Ailill Mac Matae sang that night before the battle, and said: ‘Arise, arise,’ etc [Note: Here follows a list of names.]
As for Cuchulainn, this is what is told here now.
’Look for us, O my friend, O Loeg, how the Ulstermen are fighting the battle now.’
‘Like men,’ said the charioteer.
’Though I were to go with my chariot, and Oen the charioteer of Conall Cernach with his chariot, so that we should go from one wing to the other along the dense mass, neither hoofs nor tyres shall go through it.’
‘That is the stuff for a great battle,’ said Cuchulainn. ’Nothing must be done in the battle,’ said Cuchulainn to his charioteer, ‘that we shall not know from you.’
‘That will be true, so far as I can,’ said the charioteer. ’The place where the warriors are now from the west,’ said the charioteer, ’they make a breach in the battle eastwards. Their first defence from the east, they make a breach in the battle westwards.’
‘Alas! that I am not whole!’ said Cuchulainn; ’my breach would be manifest like the rest.’
Then came the men of the bodyguard to the ford of the hosting. Fine the way in which the fightingmen came to the battle on Garach and Irgarach. Then came the nine chariot-men of the champions of Iruath, three before them on foot. Not more slowly did they come than the chariot-men. Medb did not let them into the battle, for dragging Ailill out of the battle if it is him they should defeat, or for killing Conchobar if it is he who should be defeated.
Then his charioteer told Cuchulainn that Ailill and Medb were asking Fergus to go into the battle; and they said to him that it was only right for him to do it, for they had done him much kindness on his exile.

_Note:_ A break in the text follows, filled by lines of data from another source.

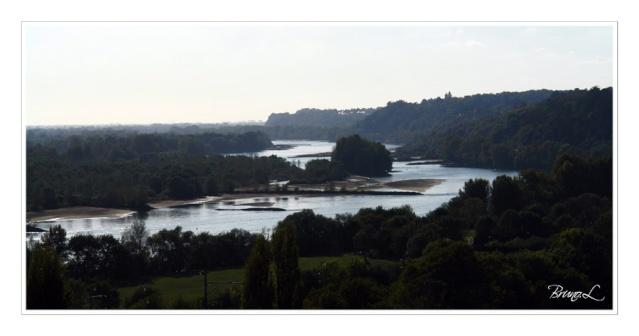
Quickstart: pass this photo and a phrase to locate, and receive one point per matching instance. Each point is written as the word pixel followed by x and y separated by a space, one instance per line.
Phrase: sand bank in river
pixel 76 213
pixel 353 184
pixel 360 183
pixel 418 185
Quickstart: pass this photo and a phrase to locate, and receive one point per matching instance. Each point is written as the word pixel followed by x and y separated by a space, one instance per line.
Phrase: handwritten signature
pixel 558 292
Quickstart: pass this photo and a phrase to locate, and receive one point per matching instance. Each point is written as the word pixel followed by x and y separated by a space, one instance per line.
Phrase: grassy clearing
pixel 189 288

‘If I had my sword indeed,’ said Fergus, ’the heads of men over shields would be more numerous with me than hailstones in the mire to which come the horses of a king after they have broken into the land (?).’
Then Fergus made this oath: ’I swear, etc., there would be broken by me cheeks of men from their necks, necks of men with their (lower) arms, arms of men with their elbows, elbows of men with their arms, arms of men with their fists, fists of men with their fingers, fingers of men with their nails, [nails] of men with their skull-roofs, skull-roofs of men with their middle, middle of men with their thighs, thighs of men with their knees, knees of men with their calves, calves of men with their feet, feet of men with their toes, toes of men with their nails. I would make their necks whizz (?) —— as a bee would move to and fro on a day of beauty (?).’